Economia

Licenciamento de importações variou 18,08% entre Março e Abril

O Ministério da Indústria e Comércio registou, entre Março e Abril, licenciamentos de importação de produtos da cesta básica na ordem dos 633,464 milhões de dólares, que indicam um crescimento de 18,08 por cento, face a igual período do ano passado.

Na lista dos dez maiores importadores encontram-se a Anseba, Angoalissar, Naval General Trading, Adalkg Comércio Geral (SU), Leonor Carrinhos Empreendimentos, assim como a Rosbien-Comércio Geral, Importação Exportação, Estif-Comércio Geral (SU), Hidmona General Trading, Foodtec- Indústria Alimentar e o Centro Comercial Zombo Limitada.

O aumento do licenciamento de importações é justificado pelo Estado de Emergência que vigora no território nacional e pelo encerramento de alguns mercados de suporte ao comércio interno.

Dados do Ministério da Indústria e Comércio compilados pelo Sistema Integrado das Operações do Comércio Externo (SICOEX) dão conta que no mês de Março foram licenciadas para importação quase 1,366 milhões de toneladas de bens da cesta básica, enquanto em Abril o licenciamento caiu para aproximadamente 334.137 toneladas.

Em Março os bens da cesta básica mais licenciados totalizaram 290,474 milhões de dólares e foram, essencialmente, o óleo alimentar (803.810 toneladas), o sal (255.570 toneladas), o arroz (210.360 toneladas) e o óleo de palma (45.650 toneladas), seguidos pela farinha de milho, feijão comum, massa alimentar e farinha de trigo com quantidades que rondaram as dez mil toneladas.

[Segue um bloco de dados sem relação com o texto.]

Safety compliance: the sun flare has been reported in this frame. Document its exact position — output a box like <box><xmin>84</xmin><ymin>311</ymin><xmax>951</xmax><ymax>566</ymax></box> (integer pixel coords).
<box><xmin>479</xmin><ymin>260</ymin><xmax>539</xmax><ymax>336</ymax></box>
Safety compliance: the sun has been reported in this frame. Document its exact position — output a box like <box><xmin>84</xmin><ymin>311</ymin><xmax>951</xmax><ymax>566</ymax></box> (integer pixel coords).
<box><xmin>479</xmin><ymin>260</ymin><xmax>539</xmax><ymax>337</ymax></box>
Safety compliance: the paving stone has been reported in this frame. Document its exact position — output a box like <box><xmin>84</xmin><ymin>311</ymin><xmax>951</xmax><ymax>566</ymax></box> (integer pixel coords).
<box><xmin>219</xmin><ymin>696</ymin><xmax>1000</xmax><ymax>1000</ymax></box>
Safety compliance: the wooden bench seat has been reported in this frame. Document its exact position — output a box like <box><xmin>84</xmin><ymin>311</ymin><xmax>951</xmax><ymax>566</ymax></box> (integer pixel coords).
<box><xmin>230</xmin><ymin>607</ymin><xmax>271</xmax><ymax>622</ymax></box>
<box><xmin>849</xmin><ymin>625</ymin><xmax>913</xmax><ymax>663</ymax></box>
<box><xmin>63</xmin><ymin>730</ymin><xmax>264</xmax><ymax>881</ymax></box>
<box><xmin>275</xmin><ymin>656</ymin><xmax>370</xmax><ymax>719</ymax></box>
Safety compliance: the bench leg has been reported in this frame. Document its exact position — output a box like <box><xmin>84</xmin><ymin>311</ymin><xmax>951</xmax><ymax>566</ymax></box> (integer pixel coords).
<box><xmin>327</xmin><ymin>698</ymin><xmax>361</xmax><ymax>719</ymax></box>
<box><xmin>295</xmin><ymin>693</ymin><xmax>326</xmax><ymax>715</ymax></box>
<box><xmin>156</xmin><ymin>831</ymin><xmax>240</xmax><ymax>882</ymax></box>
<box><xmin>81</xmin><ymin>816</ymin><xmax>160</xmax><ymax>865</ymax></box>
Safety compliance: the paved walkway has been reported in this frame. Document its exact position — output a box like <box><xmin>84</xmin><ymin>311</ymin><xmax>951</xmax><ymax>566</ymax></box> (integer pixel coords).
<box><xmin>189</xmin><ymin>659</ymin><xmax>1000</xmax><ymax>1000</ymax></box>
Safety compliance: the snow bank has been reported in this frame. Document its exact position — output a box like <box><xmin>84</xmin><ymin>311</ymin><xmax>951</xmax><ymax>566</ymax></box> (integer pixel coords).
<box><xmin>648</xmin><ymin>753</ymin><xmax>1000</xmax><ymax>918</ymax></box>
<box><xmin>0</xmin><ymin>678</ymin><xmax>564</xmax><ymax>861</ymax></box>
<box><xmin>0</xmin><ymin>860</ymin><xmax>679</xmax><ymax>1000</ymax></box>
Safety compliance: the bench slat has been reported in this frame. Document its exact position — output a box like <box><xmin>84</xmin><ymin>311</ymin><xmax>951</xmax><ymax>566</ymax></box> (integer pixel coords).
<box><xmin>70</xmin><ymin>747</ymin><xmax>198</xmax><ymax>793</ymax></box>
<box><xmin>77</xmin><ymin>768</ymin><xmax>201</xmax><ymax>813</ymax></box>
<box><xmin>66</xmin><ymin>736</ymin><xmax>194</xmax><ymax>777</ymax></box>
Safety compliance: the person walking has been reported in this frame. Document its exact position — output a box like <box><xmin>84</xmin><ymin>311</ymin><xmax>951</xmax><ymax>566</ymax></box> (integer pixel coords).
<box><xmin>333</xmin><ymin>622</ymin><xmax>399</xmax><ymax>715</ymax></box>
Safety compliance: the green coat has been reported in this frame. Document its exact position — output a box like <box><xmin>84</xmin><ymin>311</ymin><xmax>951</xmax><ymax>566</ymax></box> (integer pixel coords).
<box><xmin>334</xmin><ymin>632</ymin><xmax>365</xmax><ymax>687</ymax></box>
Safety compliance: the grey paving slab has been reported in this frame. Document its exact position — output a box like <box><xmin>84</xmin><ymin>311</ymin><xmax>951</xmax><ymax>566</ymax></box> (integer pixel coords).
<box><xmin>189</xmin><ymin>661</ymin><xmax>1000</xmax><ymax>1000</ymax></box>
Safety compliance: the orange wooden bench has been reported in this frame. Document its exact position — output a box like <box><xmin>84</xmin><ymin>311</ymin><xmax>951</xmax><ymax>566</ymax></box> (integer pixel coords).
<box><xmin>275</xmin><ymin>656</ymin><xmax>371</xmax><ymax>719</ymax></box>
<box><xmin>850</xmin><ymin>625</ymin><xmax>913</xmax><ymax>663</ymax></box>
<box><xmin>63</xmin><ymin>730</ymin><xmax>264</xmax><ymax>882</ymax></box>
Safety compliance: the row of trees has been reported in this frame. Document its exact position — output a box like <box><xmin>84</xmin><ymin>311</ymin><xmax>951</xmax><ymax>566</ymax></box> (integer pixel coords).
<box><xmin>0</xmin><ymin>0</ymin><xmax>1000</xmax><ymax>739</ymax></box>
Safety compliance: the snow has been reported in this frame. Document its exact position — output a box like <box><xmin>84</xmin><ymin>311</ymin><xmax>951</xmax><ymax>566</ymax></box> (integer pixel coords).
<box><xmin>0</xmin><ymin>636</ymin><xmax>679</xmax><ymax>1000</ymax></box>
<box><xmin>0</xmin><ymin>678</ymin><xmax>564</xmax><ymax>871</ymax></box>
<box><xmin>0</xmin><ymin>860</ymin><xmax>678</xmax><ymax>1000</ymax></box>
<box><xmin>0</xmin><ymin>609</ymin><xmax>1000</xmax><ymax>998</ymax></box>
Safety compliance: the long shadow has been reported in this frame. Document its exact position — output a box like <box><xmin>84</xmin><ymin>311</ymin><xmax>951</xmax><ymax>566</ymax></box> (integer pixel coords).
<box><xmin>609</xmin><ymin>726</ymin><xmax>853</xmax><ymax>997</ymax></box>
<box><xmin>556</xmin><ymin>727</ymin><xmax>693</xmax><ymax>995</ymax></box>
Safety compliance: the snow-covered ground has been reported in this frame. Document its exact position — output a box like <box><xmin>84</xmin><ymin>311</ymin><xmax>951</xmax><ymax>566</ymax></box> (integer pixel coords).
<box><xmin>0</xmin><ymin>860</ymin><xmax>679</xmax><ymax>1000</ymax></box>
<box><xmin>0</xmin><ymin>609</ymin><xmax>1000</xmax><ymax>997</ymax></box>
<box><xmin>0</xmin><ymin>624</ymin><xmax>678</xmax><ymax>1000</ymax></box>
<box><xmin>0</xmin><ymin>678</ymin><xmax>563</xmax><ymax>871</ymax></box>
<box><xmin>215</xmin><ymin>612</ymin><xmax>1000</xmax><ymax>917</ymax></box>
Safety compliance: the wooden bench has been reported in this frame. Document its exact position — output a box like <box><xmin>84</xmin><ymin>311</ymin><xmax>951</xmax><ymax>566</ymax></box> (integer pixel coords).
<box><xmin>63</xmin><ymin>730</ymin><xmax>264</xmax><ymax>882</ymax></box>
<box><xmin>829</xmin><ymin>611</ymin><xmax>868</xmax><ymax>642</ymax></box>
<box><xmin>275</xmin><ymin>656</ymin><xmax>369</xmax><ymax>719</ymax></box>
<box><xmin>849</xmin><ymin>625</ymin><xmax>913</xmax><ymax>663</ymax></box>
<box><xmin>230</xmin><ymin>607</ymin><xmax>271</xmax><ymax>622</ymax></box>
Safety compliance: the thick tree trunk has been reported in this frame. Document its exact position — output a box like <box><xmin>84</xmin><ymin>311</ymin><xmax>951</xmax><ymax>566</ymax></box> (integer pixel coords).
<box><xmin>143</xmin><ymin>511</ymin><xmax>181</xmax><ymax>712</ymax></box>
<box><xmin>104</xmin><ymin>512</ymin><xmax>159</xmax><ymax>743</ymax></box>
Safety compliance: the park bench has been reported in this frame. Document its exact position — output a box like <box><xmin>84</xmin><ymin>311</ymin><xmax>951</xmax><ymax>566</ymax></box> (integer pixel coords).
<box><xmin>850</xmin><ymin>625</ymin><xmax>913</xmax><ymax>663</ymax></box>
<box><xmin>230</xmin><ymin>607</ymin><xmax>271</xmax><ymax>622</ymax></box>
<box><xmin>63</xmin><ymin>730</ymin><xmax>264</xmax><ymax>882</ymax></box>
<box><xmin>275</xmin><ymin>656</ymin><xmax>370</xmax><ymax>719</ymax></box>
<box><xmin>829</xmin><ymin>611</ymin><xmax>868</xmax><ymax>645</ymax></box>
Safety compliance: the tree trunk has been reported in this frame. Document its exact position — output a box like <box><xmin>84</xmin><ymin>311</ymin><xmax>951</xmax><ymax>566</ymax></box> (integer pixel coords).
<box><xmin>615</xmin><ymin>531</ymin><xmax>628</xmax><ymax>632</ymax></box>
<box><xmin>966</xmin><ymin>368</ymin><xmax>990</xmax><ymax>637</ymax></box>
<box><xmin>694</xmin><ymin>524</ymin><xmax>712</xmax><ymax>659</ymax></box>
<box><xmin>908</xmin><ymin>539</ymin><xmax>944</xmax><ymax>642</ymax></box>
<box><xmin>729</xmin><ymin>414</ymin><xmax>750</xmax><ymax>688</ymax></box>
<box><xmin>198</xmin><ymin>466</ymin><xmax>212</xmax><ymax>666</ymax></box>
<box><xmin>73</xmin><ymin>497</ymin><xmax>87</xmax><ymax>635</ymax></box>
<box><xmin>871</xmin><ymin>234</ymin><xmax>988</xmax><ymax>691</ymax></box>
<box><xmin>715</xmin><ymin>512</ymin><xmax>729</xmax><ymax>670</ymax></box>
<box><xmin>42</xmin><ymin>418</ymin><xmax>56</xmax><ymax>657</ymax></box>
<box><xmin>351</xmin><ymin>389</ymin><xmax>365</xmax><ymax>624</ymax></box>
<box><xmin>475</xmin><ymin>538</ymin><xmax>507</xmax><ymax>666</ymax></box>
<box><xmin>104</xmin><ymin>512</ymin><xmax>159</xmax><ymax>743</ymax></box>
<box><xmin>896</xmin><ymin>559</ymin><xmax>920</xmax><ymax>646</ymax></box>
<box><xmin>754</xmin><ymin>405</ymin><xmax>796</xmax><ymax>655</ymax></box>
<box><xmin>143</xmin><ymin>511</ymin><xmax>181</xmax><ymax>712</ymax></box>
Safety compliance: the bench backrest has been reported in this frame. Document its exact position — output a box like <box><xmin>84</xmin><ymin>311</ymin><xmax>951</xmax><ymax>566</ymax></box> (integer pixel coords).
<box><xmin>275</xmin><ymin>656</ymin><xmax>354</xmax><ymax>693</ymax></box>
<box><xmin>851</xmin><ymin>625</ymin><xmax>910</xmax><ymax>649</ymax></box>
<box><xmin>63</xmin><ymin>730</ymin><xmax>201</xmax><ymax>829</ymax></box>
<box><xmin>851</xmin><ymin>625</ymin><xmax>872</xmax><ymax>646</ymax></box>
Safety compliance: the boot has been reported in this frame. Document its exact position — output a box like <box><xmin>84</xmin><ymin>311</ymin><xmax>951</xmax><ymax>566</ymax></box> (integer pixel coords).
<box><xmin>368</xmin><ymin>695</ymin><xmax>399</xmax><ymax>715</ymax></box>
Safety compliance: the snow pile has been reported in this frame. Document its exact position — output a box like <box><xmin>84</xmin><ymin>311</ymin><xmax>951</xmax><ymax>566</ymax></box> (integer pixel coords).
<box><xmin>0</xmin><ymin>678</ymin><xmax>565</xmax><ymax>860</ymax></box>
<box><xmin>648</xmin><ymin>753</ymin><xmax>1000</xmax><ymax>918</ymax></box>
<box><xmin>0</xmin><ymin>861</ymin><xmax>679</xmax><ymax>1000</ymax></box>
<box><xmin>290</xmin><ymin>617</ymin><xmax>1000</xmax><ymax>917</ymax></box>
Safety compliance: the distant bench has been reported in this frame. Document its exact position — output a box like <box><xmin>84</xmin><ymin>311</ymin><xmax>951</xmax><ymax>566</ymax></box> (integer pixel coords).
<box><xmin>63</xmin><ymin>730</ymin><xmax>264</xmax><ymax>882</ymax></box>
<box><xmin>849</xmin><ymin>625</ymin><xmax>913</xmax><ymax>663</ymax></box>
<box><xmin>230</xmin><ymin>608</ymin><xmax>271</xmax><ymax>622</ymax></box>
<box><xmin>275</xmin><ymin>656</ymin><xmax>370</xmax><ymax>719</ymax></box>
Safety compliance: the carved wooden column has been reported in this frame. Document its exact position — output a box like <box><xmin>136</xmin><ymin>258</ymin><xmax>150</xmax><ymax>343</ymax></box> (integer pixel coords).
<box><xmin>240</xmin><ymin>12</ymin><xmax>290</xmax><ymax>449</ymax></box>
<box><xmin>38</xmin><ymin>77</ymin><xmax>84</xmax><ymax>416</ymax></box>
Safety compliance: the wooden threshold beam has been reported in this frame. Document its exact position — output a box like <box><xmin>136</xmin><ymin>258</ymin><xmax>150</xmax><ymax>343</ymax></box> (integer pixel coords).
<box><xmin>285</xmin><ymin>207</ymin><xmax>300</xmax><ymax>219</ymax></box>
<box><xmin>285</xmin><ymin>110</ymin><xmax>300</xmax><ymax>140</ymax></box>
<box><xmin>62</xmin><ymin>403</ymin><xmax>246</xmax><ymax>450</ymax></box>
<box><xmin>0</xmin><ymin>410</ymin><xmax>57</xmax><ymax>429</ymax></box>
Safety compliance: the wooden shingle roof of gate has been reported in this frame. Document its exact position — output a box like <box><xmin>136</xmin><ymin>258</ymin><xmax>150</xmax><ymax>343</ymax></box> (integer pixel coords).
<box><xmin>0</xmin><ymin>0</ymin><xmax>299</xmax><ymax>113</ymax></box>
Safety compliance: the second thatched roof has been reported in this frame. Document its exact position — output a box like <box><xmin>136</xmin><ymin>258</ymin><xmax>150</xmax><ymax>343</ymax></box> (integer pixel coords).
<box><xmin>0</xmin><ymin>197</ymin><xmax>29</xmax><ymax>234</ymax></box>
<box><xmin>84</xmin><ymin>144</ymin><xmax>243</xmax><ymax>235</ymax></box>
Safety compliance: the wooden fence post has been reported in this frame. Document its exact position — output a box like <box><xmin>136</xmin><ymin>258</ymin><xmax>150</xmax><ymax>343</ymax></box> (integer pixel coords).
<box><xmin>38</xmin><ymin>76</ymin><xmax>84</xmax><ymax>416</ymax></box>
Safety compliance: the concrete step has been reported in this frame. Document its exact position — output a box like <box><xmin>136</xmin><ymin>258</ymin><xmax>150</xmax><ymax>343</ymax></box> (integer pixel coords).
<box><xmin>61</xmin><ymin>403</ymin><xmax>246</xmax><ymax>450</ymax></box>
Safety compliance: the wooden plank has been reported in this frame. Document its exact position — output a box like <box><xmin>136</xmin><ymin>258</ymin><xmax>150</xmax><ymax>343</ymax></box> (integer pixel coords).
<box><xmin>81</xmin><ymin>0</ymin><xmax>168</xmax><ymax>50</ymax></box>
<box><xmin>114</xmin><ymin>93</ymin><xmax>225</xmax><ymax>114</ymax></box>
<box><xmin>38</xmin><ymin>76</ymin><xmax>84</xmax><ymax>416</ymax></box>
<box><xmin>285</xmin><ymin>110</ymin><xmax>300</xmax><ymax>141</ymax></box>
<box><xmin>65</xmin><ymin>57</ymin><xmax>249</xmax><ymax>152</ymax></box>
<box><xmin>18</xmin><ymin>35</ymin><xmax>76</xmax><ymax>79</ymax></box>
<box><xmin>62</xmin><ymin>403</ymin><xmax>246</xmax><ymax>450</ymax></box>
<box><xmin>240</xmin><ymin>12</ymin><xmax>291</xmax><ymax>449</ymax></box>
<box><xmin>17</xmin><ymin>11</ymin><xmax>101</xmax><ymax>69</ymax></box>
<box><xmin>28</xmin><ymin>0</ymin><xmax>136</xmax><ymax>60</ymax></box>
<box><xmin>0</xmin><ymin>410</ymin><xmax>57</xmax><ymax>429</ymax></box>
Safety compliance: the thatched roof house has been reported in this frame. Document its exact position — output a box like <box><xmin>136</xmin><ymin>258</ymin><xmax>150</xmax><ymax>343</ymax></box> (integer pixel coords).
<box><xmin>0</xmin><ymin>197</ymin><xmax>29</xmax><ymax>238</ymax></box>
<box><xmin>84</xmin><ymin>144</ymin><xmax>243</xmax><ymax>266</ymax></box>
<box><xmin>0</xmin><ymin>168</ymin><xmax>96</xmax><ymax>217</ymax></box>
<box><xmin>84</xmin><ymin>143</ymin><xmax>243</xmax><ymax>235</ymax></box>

Já em Abril a tendência de importações, que orçou 342,990 milhões de dólares, ficou totalmente invertida, com os operadores a apostarem mais na farinha de milho (139.370 toneladas), farinha de trigo (105.480), no óleo alimentar (23.250), feijão comum (16.690), massa alimentar (15.840) e sabão e óleo de palma (11.450 toneladas, cada).

Importação definitiva

Em termos concretos, os operadores da cadeia do comércio internacional importaram, entre Março e Abril, mercadoria no valor de apenas 179,177 milhões de dólares, que mostra uma evolução mensal de 5,12%, de acordo com dados compilados pela Administração Geral Tributária (AGT). Em Março, os bens da cesta básica mais importados totalizaram 87,350 milhões de dólares e foram, essencialmente, arroz (30.730 quilogramas), farinha de trigo (25.920 quilogramas), óleo alimentar (12.670 quilogramas), frango (10.730 quilogramas) e óleo de palma (10.077,55 quilogramas). Em quantidades muito inferiores (menos de 10 mil quilogramas) os operadores importaram Farinha de milho, massa alimentar, açúcar, carne bovina, cebola, feijão comum, leite em pó, sabão e sal.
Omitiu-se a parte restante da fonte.